Des malades hagards livrés à eux-mêmes et vivant à la rue. D’autres enfermés dans des cages parce qu’ils font peur. D’autres encore croupissant aux tréfonds d’asiles surpeuplés ou dans des prisons aux allures de mouroir... La maladie mentale est le parent pauvre des programmes de santé dans les pays du Sud. Selon l’OMS (Organisation mondiale de la santé), on compte 0,05 psychiatre et 0,16 infirmier spécialisé pour 100 000 habitants dans les pays à faible revenu alors qu’il y en a deux cents fois plus dans les pays à revenu élevé.

Les statistiques, en cette matière comme dans d’autres, doivent être maniées avec prudence.
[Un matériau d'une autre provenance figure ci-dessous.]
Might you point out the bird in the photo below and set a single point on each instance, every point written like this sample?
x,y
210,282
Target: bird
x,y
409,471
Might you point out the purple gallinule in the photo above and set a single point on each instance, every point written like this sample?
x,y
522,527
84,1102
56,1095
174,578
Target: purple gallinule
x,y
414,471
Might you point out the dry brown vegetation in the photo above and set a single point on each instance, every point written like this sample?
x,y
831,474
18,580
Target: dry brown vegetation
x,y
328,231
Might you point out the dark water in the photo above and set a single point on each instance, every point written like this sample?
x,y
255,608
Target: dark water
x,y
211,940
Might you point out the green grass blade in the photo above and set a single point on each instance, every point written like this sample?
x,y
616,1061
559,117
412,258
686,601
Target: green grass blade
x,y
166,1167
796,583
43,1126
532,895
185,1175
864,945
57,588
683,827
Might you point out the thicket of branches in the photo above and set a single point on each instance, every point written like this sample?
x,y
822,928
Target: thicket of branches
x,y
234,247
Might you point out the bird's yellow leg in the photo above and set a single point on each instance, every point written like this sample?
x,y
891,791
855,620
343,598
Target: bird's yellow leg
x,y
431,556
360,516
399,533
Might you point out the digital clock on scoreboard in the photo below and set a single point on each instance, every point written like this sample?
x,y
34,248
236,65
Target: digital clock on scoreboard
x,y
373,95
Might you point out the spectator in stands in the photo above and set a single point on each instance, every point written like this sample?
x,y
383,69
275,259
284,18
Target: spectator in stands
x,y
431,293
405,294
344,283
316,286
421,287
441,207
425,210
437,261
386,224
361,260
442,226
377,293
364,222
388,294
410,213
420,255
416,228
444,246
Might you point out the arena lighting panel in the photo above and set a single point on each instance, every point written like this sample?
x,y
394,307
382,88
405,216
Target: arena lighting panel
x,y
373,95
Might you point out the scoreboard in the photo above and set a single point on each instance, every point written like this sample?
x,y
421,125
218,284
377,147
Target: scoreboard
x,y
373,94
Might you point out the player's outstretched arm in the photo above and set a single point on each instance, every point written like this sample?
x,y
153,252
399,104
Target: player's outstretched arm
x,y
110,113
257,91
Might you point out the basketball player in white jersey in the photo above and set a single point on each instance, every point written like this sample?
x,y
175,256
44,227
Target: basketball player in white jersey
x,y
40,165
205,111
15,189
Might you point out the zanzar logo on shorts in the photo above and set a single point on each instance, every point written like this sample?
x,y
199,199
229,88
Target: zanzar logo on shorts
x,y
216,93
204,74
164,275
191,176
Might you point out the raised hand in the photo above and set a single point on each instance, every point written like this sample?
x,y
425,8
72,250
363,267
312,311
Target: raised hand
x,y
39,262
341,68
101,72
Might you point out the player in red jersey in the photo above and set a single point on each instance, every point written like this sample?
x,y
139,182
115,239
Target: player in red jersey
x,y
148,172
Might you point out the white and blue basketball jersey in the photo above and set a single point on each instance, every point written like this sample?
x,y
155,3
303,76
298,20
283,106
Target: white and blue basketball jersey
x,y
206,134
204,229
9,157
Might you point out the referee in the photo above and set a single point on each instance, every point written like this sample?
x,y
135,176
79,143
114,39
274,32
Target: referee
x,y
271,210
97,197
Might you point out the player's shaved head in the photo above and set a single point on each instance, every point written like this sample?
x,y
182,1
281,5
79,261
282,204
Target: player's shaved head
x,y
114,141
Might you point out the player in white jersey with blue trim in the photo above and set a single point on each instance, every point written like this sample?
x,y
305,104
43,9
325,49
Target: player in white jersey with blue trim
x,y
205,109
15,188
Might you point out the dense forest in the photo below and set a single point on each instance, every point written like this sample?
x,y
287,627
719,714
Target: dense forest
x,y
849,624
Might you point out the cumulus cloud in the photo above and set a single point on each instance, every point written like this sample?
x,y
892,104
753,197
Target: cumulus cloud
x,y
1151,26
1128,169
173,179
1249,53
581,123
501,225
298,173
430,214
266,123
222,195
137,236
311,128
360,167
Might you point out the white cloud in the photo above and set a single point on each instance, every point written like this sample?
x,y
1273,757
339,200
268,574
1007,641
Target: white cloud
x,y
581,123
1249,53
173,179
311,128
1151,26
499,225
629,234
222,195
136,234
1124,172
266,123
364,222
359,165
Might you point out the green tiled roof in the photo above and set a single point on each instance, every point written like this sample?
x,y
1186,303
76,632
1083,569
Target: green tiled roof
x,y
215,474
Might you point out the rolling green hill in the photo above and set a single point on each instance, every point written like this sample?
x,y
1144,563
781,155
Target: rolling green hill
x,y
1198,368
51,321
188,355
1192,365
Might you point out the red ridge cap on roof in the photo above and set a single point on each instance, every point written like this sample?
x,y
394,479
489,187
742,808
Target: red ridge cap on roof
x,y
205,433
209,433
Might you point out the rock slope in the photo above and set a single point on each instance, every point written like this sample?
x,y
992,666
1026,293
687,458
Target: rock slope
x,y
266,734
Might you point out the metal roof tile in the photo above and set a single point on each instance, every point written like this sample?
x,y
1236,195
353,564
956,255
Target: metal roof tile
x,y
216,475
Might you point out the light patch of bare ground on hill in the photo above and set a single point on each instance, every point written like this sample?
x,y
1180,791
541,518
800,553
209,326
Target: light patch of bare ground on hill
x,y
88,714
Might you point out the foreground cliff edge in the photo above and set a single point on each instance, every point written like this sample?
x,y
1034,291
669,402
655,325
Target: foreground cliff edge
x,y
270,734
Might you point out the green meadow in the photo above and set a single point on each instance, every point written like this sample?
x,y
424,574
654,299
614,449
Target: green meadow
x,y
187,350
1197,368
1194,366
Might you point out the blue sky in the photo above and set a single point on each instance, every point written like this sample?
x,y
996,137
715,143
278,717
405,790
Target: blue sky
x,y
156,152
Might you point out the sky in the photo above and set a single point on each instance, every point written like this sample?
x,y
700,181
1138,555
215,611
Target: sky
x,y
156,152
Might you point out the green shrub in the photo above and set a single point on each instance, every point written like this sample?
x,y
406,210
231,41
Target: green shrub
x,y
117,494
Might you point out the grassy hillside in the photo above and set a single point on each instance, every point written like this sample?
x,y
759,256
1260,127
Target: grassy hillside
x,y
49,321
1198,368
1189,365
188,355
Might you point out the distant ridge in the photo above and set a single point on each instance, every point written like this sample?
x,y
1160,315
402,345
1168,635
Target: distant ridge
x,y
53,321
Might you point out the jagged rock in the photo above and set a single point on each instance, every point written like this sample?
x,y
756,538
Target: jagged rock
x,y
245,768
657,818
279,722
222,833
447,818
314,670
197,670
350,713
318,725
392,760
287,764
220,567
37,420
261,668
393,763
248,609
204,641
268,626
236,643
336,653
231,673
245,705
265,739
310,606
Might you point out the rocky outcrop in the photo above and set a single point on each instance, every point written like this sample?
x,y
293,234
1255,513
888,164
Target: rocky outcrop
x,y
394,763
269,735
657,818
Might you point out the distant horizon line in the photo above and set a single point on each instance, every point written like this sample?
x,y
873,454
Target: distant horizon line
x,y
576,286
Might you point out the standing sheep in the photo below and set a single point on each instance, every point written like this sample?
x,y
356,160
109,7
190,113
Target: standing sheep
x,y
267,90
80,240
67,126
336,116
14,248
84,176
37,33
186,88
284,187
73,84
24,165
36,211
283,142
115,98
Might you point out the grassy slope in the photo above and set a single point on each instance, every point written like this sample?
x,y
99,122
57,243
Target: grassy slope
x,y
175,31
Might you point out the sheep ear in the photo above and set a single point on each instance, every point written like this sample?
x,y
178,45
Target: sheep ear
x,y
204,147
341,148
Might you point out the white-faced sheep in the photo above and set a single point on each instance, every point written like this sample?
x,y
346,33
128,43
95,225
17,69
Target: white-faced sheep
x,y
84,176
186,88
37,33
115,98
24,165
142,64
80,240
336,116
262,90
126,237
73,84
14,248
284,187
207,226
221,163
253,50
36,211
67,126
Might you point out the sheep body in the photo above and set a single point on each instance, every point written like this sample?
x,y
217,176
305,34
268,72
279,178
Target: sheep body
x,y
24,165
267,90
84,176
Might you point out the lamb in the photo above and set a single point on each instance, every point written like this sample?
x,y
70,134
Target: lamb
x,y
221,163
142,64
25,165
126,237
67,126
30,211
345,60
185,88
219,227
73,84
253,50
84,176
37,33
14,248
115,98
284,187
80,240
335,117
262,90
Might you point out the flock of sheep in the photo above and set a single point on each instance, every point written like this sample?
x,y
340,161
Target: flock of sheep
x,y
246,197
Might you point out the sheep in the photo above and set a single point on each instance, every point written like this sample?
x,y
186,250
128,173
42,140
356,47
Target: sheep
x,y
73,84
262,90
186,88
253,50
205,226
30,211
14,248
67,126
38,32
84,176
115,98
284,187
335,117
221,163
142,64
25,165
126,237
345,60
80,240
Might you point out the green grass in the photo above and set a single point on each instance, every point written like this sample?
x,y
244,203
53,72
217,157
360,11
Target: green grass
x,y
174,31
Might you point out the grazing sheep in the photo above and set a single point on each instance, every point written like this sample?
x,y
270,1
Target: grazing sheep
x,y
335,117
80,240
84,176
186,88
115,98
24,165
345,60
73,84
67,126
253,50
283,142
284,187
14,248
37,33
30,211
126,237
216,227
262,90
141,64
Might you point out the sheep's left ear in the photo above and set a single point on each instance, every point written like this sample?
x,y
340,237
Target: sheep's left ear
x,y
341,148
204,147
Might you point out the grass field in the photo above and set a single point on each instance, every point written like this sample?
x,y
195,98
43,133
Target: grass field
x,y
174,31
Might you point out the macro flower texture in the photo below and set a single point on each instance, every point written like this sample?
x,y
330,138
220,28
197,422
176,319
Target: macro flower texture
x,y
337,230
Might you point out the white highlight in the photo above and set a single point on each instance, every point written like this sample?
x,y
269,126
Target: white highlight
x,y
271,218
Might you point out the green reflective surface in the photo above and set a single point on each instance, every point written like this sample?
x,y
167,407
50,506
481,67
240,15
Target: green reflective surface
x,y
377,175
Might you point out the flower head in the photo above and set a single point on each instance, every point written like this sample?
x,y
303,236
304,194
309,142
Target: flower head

Et par ailleurs, la situation n’est guère reluisante dans les pays riches, à commencer par les Etats-Unis et la France, où de nombreux malades mentaux se retrouvent aussi en prison par exemple. Il n’empêche : 1 % à 2 % seulement de l’ensemble des dépenses de santé sont consacrés à la santé mentale dans les pays en développement, contre 10 % dans les pays riches 1.

Malades stigmatisés

Un peu partout bien sûr, des associations locales et étrangères tentent de pallier les carences de la puissance publique au Sud, que ce soit dans le dépistage comme au Cambodge (lire p. 69), dans l’aide aux autistes au Liban (lire p. 71) ou aux victimes de la guerre au Burundi (lire p. 68), ou encore dans la prévention du suicide en Inde (lire p. 72). Mais il est difficile de réunir les financements nécessaires car la santé mentale n’est pas un sujet " vendeur " à l’heure des collectes de fonds. Elle n’a jamais bénéficié d’une mobilisation comparable à celle qu’a suscitée la lutte contre le sida ou le paludisme. La faiblesse des moyens peut-elle être compensée par le recours à des méthodes spécifiques, en employant des personnels d’une moindre qualification par exemple, puisque les psychiatres et autres spécialistes sont rares et chers ? Sans doute, mais pour certains types de maladies seulement (lire p.74). De même, s’il est possible, voire indispensable dans certains cas, que des guérisseurs traditionnels soient associés à la prise en charge des malades, c’est souvent en coopération avec d’autres praticiens que leur intervention apparaît la plus efficace (lire p. 70). Et avant tout pour faire disparaître les stigmates qui, dans de trop nombreuses sociétés, restent attachés à la maladie mentale.

  • 1. " Global Mental Health: a Failure of Humanity ", Arthur Kleinman, The Lancet, 22 août 2009.